HPLC mampu menangani analisis berbagai senyawa volatil dan nonvolatil. Kolom mode fase
terbalik saat ini merupakan metode pemisahan yang paling umum diterapkan dalam skrining
toksikologi. Deteksi sering dibantu oleh diode-array detectors (DAD), yang memperoleh
spektrum UV-visible secara terus menerus selama menjalankan kromatografi dan
kromatogram. LC-MS berguna untuk analisis senyawa yang tidak sesuai dengan GC-MS.
18. Jelaskan terkait fenomena redistribusi pada sampel dalam analisis forensik!

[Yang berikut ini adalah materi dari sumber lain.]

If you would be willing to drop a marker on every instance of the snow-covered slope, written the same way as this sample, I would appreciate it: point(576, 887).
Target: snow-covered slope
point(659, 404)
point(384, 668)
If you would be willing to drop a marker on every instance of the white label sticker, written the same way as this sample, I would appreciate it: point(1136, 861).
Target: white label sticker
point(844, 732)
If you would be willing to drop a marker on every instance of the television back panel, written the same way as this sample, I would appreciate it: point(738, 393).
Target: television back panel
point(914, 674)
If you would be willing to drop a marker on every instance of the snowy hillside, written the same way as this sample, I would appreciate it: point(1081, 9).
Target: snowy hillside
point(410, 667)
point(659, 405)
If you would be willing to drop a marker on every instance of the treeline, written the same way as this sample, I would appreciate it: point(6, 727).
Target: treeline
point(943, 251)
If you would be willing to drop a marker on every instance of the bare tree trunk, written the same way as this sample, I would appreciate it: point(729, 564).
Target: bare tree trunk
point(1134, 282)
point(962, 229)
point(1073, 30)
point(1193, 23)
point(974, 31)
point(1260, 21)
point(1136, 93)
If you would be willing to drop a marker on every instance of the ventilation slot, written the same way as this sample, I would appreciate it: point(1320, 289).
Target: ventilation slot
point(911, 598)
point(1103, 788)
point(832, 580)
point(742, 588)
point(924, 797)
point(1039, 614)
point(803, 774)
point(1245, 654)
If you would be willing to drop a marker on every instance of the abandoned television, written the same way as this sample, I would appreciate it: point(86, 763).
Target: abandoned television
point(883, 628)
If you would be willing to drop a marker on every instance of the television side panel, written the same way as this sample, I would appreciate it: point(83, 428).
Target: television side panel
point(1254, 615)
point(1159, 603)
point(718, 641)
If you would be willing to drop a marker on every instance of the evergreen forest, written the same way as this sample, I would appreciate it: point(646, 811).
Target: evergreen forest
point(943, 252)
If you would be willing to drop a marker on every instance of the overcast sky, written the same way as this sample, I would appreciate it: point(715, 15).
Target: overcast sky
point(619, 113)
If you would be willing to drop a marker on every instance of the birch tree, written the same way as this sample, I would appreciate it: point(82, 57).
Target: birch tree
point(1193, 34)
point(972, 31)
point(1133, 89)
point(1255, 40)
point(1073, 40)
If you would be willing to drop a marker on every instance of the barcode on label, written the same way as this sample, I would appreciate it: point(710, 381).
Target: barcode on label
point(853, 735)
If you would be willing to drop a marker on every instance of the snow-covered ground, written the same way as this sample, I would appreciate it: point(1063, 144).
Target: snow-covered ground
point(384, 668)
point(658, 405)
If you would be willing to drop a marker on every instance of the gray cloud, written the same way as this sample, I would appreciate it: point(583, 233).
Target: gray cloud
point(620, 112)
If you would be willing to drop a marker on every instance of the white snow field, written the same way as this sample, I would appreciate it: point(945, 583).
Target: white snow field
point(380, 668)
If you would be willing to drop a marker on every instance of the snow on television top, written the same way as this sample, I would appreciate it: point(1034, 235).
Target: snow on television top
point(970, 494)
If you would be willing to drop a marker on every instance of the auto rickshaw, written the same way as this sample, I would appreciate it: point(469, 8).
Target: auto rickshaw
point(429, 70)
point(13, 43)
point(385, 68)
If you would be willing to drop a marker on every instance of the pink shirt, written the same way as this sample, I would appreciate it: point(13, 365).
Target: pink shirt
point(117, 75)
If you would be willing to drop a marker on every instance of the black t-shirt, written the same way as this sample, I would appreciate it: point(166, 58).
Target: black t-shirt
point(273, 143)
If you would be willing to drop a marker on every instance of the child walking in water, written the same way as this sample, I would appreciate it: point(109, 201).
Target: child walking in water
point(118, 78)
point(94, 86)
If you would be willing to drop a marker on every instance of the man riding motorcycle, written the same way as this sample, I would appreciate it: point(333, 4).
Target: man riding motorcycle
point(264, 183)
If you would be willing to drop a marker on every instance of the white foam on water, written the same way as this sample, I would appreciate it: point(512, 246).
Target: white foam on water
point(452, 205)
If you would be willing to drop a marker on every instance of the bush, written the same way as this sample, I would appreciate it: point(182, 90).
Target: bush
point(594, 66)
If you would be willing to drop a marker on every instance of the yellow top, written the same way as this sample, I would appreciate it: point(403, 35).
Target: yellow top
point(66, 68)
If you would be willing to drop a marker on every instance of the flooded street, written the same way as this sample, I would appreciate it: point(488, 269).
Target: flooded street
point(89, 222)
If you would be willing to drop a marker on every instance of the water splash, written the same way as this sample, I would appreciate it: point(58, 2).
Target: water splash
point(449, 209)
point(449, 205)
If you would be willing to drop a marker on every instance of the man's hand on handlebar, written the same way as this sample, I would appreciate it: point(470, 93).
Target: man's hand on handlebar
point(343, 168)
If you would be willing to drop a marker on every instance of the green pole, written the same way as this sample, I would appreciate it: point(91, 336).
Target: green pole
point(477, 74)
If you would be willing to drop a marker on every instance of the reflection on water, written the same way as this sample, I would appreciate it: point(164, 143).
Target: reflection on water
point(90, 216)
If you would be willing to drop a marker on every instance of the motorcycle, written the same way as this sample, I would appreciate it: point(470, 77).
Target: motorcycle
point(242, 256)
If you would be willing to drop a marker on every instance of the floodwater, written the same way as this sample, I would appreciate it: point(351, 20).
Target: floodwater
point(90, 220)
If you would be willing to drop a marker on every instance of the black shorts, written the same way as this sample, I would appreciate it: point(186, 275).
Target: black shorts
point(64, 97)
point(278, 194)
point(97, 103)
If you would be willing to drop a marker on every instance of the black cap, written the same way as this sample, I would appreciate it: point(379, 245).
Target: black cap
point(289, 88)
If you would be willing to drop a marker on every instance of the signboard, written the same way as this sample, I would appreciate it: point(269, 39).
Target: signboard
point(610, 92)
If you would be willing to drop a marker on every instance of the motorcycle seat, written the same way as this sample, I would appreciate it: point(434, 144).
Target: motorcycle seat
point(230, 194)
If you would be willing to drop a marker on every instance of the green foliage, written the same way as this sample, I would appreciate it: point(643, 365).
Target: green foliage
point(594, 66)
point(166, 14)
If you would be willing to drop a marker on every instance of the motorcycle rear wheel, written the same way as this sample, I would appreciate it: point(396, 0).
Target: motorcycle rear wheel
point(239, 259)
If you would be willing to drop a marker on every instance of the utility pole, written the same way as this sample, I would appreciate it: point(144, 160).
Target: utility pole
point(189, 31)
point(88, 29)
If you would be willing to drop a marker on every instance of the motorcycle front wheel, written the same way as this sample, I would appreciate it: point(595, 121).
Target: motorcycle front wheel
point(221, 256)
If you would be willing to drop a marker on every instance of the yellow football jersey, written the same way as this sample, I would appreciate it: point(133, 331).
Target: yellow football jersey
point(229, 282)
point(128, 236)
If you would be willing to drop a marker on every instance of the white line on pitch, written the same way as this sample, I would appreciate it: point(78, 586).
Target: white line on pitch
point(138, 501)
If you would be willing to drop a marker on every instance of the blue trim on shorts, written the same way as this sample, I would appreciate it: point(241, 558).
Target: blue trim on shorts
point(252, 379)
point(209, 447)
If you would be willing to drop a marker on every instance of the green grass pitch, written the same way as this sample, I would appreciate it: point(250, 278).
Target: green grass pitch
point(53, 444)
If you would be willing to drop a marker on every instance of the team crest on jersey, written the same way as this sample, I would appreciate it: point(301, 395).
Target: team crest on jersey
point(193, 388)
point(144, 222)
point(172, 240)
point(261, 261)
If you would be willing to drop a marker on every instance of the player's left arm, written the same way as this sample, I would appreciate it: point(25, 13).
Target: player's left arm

Fenomena distribusi/redistribusi: Perbedaan konsentrasi obat dalam sampel darah
postmortem yang diambil dari lokasi yang berbeda. Perbedaan yang bergantung pada lokasi
dapat muncul dari distribusi obat atau racun yang tidak lengkap pada saat kematian,
dan/atau dari redistribusi postmortem pada tingkat seluler melalui difusi pasif atau melalui
jalur vaskular dari organ utama. Jalur vaskular mungkin bergantung pada cairan darah yang
tersisa setelah kematian.
19. Sebagian besar kematian terkait obat atau racun dapat diidentifikasi pada kelainan fisik pada
korban, seperti apa contohnya ?
Setiap kelainan fisik yang diidentifikasi selama otopsi dapat menjadi indikasi keracunan atau
keracunan dan daftar contohnya diberikan pada Tabel 4. Dalam hal ini, analisis tambahan
yang menargetkan adanya kemungkinan zat beracun mungkin diperlukan.
20. Hal-hal apa saja yang dapat merusak bukti pada analisis forensik?
- Mandi atau mencuci bagian tubuh, seperti mulut, tangan dan rambut kepala
- Menggosok gigi
- Membersihkan atau memotong kuku
- Menyisisr atau memotong rambut
- Melakukan irigasi vagina;
- Makan, minum atau merokok
- Berlari atau aktivitas olahraga lainnya
- Mengganti, mencuci atau menghancurkan pakaian yang dikenakan selama kejadian
- Mengganti atau menghancurkan pembalutyang dipakai selama kejadian
- Menyentuh TKP (termasuk mengosongkan tong sampah atau menyiram toilet).